DocOIE is a document-level context-aware dataset for Open Information Extraction, comprising both evaluation and training subsets. The evaluation dataset contains 800 expert-annotated sentences sampled from 80 documents across two domains — healthcare and transportation. The training dataset contains 2,400 documents (1,200 per domain); all sentences are used to bootstrap pseudo labels for neural model training. Note: only document IDs are included in the training set for collection at PatFT.
HSpam14 is a collection of 14 million tweets for hashtag-oriented spam research. The dataset is a
tab-delimited text file with three columns: tweet_id, label, and
step. The label field takes one of three values: 0 (ham),
1 (spam), or
-1 (ambiguous — could not be
labelled even after manual inspection). The step field (1–6) records the annotation method used.

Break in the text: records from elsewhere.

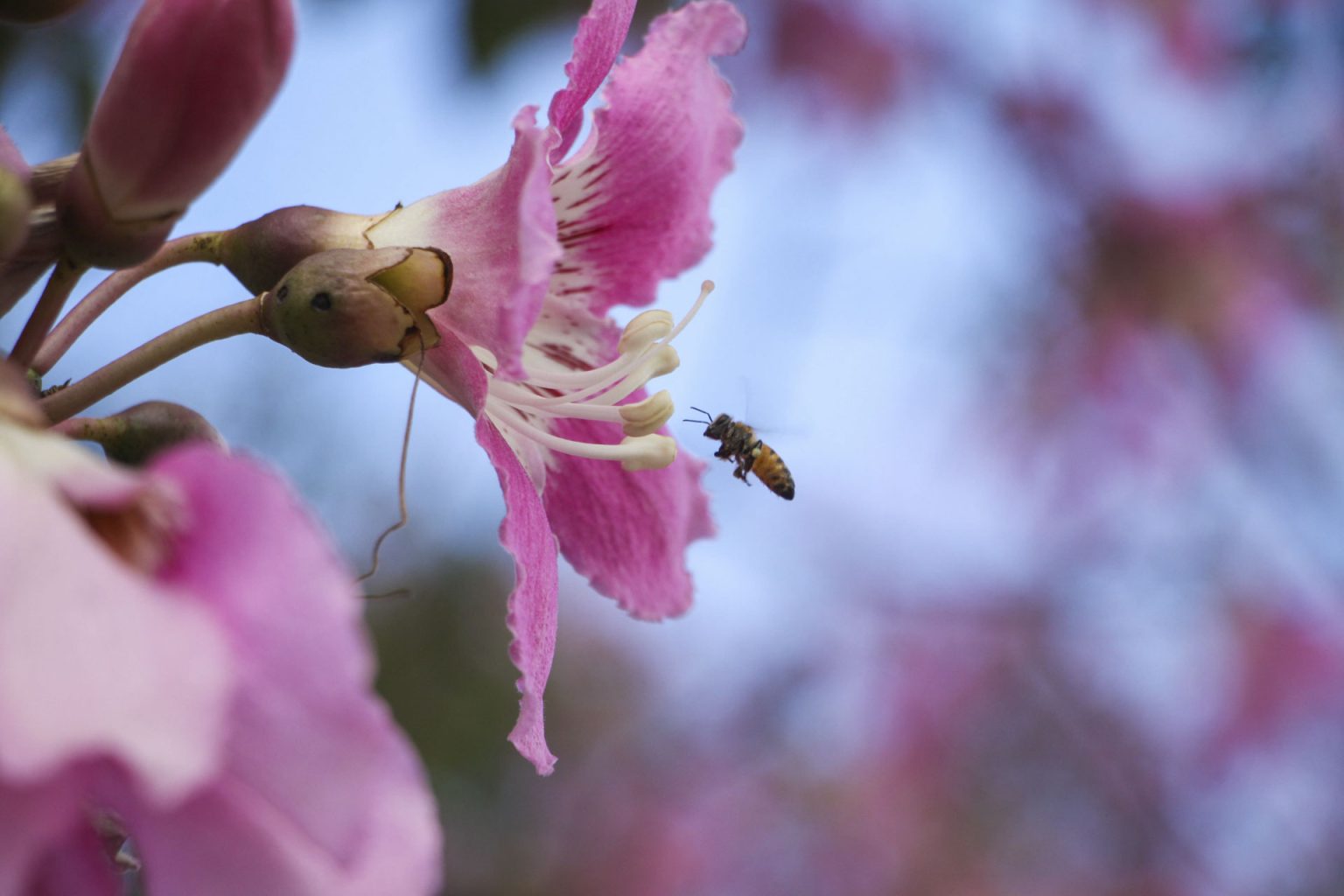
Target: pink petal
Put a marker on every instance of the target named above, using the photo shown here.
(598, 40)
(92, 654)
(526, 534)
(634, 203)
(628, 532)
(453, 371)
(500, 233)
(78, 865)
(313, 760)
(32, 820)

A collection of keyphraseness values for phrases extracted from Wikipedia. The keyphraseness value Q(s) of a phrase s is the probability that it appears as anchor text in a Wikipedia article. Extracted from the English Wikipedia dump of January 30, 2010. Phrases containing non-English characters are excluded, leaving 4,157,753 phrases — of which approximately 1.9 million have non-zero keyphraseness values. Released solely for research purposes; please cite at least one of the papers below if you use it.

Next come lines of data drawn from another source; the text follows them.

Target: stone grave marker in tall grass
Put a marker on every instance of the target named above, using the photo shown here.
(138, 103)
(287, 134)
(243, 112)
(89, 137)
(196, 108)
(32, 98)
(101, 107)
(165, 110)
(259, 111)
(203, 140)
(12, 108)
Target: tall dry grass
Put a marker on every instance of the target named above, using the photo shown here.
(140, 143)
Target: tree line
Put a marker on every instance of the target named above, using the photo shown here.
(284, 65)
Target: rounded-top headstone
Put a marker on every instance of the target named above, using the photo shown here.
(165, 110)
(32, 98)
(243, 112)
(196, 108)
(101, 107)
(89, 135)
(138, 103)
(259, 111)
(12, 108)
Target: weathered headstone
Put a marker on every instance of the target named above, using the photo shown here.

Normalised Image Tag Clarity (NITC) scores for the 5,981 most popular tags from the NUS-WIDE dataset, available in Excel format. The clarity values are used to measure the visual representativeness of social image tags. Note: values may differ slightly from those reported in WSM'09 due to the number of dummy tags used for estimation (500 dummy tags were used for MM'10). Tag labels used in MM'10 experiments are also available. Contact axsun AT ntu DOT edu DOT sg for questions about the paper or experimental results.
The Blog Summarization dataset accompanies the SIGIR 2008 paper on comments-oriented document summarisation. It enables research into understanding documents through readers' feedback — leveraging blog comments as signals for extracting representative summaries. Please refer to the paper for a detailed description of the dataset structure.
UnitSet is the dataset used for the Web Unit Mining project, created based on the WebKB dataset from CMU. It supports research on finding and classifying subgraphs of web pages, and mining homepage relationships at the web-unit level. Please cite one of the papers below when using this dataset.